Document Type : Research Paper
Chemical and Petroleum Engineering Department, Sharif University of Technology, Tehran, Iran
Liquid bridge is considered as a promising means to maintain capillary continuity between overlying matrix blocks, if its stability in fractures is preserved. Despite several studies focusing on liquid bridge in different environments, little attention is given to dig through a single liquid bridge between thin sections made from minerals found in fractured reservoirs. In this work, a set of experiments was conducted to investigate the stability and surface profile of liquid bridge for different values of liquid volume and surface wettability conditions. It is found that critical fracture aperture is linearly proportional to the contact angle and to the third root of liquid volume, which is depicted by a new developed expression.
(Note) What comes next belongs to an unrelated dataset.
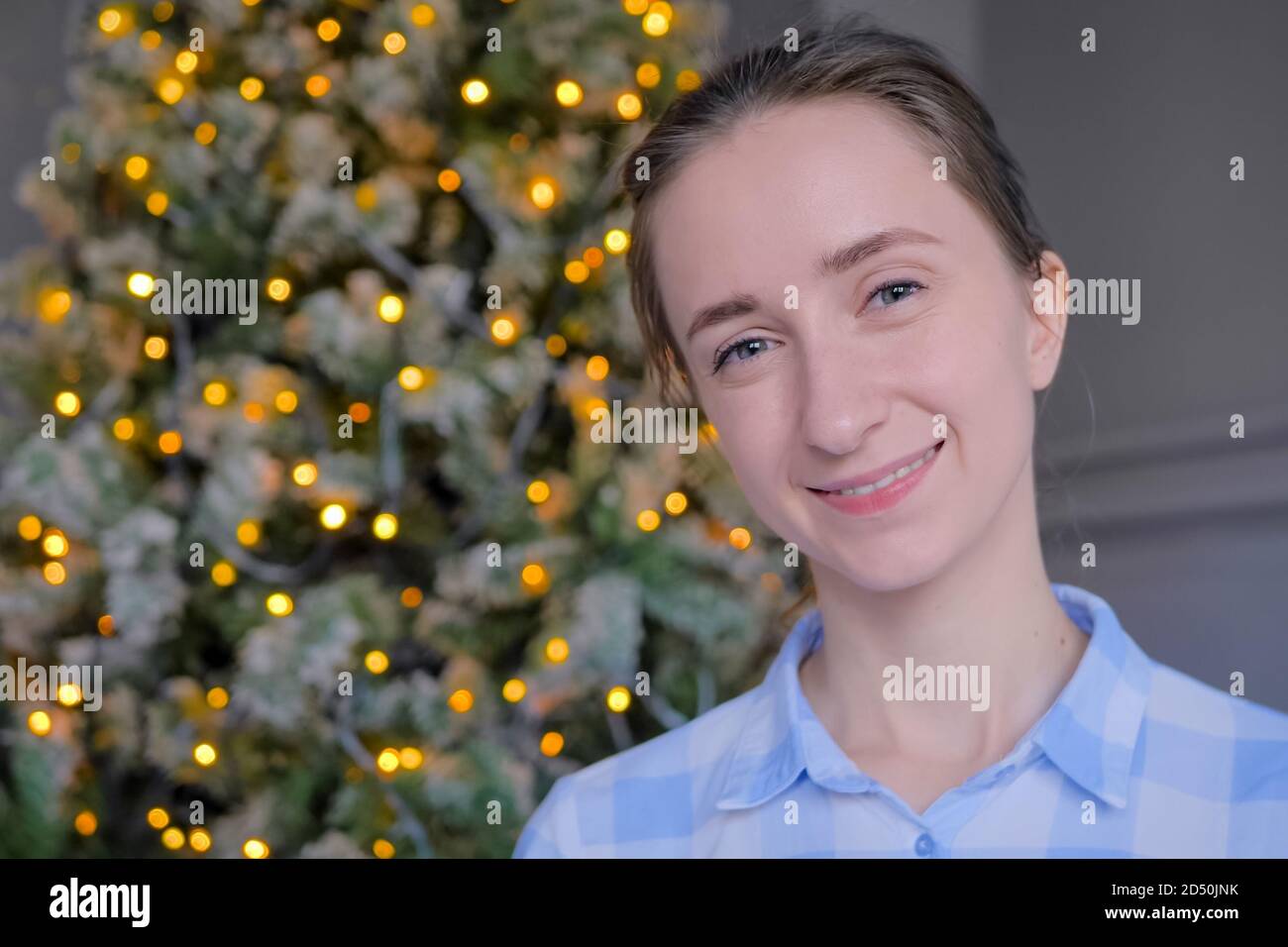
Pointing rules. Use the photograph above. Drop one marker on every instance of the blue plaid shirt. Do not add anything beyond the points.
(1134, 759)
An accurate method for computation of capillary pressure of liquid bridge (known as fracture capillary pressure) from the experimentally determined interface profiles, based on the numerical solution of Young-Laplace equation, is proposed. In accordance with Plateau sequence, both nodoid and undoloid shape bridges are observed with increasing fracture aperture, corresponding to positive and negative fracture capillary pressure, respectively. It is interesting to note that instability of liquid bridges occurs at small negative values of capillary force where still some attraction force exists between fracture faces. By applying a 1D mathematical model of liquid dripping, a modified expression for prediction of critical fracture aperture is proposed which includes fluid and flow related parameters. Findings of this work help to better incorporate the role of liquid bridge and corresponding fracture capillary pressure in capillary continuity in fractured porous media.